How to prevent duplicate page problems
During the site creation phase, you can use a robots.txt file to prevent unwanted URLs from being crawled. Just remember to be careful and always check that the rule is working with the Robots Testing Tool in Google Search Console. This way you can avoid a situation where the robots.txt file will prevent crawlers from crawling and indexing the pages you want.
If you find duplicate content on the site, do not rush to delete it. SEO specialists from Sydney advise you to perform a series of checks:
1. Determine which page ranks better in the search engine by key.
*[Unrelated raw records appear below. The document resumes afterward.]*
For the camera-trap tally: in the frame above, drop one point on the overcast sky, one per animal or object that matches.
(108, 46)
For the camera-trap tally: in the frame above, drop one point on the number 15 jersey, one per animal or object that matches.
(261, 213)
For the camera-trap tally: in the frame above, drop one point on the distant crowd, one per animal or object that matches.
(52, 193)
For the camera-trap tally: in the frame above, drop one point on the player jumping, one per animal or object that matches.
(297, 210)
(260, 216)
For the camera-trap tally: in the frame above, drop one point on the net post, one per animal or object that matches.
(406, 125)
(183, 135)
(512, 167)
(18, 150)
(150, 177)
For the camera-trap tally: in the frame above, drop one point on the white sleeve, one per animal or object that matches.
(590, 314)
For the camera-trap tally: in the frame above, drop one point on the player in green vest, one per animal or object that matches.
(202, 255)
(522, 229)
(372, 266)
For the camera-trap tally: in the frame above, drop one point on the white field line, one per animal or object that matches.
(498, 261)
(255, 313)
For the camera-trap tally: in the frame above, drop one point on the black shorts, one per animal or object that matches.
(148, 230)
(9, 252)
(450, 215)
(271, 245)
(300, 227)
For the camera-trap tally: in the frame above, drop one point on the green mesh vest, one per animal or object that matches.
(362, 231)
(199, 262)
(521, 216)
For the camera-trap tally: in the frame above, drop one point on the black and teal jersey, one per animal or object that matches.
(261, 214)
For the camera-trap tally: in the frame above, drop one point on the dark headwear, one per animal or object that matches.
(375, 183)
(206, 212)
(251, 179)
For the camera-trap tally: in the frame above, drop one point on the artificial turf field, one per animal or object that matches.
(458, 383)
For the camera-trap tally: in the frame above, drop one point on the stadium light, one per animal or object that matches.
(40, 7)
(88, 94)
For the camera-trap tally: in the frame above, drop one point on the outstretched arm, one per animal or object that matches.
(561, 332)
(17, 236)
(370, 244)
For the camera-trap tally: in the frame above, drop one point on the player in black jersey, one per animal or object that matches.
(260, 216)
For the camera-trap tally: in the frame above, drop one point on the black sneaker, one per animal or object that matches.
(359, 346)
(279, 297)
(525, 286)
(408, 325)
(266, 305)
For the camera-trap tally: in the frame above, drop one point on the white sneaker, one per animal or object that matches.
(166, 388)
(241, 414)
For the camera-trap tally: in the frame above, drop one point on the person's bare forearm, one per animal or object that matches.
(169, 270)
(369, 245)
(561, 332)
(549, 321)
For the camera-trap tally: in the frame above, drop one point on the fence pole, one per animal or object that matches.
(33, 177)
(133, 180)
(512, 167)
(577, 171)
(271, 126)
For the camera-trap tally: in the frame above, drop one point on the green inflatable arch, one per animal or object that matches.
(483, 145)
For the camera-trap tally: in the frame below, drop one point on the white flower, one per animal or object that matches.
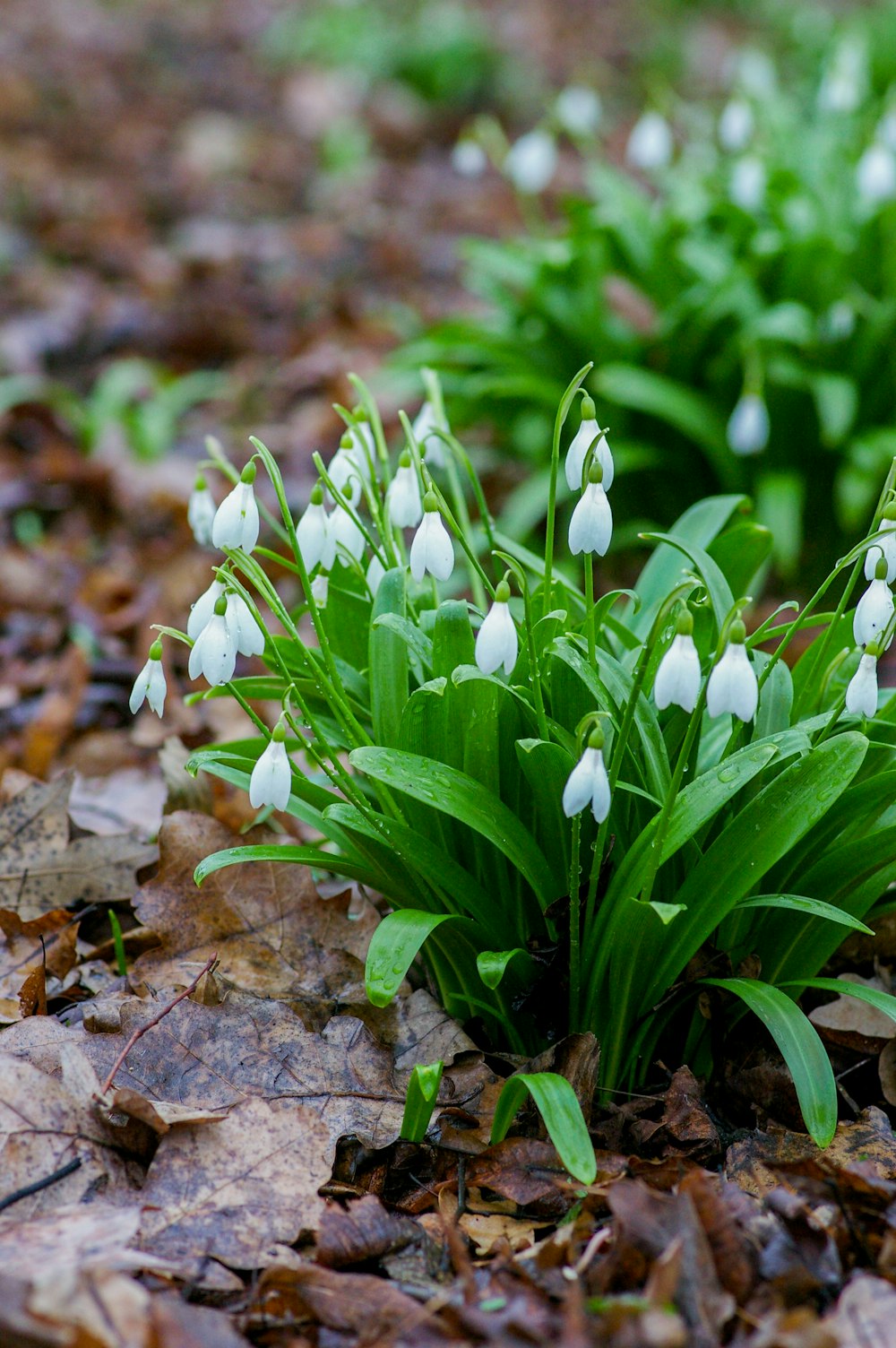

The quickest way to check which of the duplicate pages ranks better is to use the SE Ranking modules. In the Positions module, you have the option to specify a target URL for each key. If the URL that ranks for the keyword and the target URL does not match, the icon next to the keyword will be red.
2. Next, determine the number of external links to each of the duplicate pages. It is advisable to leave a page with more backlinks.
3. Determine the number of keywords for which the page was shown. To do this, you can use GSC again, but filter the data by page, and not by key, as before.
4. Determine how much traffic the pages are getting, what is the bounce rate and conversion rate. For this, you can use GA or SE Ranking. You can see the data in the Analytics and Traffic section.
5. Based on all the metrics, decide which page you want to leave.
After deleting the duplicate page, you need to set up a 301 redirect from it to the main page. After that, it is recommended that you crawl the site again to find the internal links to the remote page – they need to be replaced with the URL that you decided to keep.
Conclusion
It is quite clear that duplicate pages are a threat to your site. Don’t underestimate that. Having understood the principle of the problem and its possible sources, you can easily control the appearance of duplicates at all stages of the site’s life. It is important to spot the problem in time and quickly fix it, which will help you with regular site audits, setting target URLs for keywords and regular monitoring of positions.